Austria-Hungary's declaration of war on Serbia after the Archduke Franz Ferdinand was assassinated precipitated World War I. Because of a tangle of alliances and treaties, other European powers declared war in a chain reaction, plunging the entire continent into war within a week.
According to Firstworldwar.com, Austria-Hungary pulled in the armies from its European empire. Poles, Czechs, Slovaks, Italians, Bosnians and Croatians all fought on the Axis side of the war. Germany eagerly entered the war as an ally, but its much greater expertise in waging war soon made it the dominant partner in the new alliance. By 1916, Austria-Hungary was following Germany's lead, and low morale coupled with an ethnically diverse and increasingly Balkanized army began to weaken the once-formidable empire.

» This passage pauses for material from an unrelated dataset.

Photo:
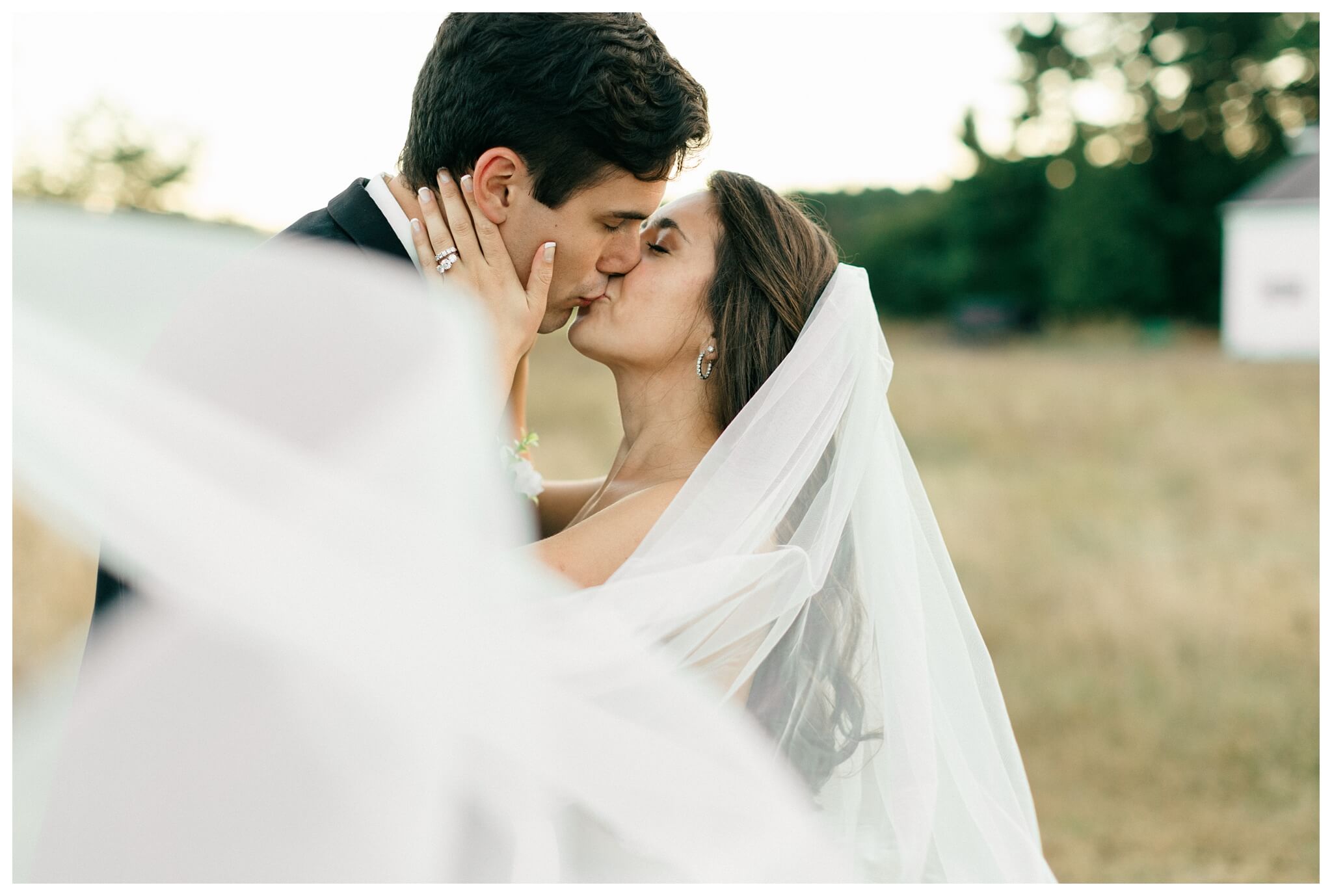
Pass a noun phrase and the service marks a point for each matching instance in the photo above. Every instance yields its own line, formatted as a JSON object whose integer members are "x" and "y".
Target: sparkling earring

As the war dragged on, Austria-Hungary's empire began to dissolve. By the end of the war, the Czechs and Slavs, disillusioned by their dysfunctional overlords, had declared independence. The Allies, seizing the opportunity, announced their support of these breakaway countries, encouraging more dissolution in the Austria-Hungarian empire. On Oct. 31, Austria dissolved the Austria-Hungarian union, and by the end of the war in November, the Hungarian part of the empire had lost nearly three-fourths of the territory held prior to the war.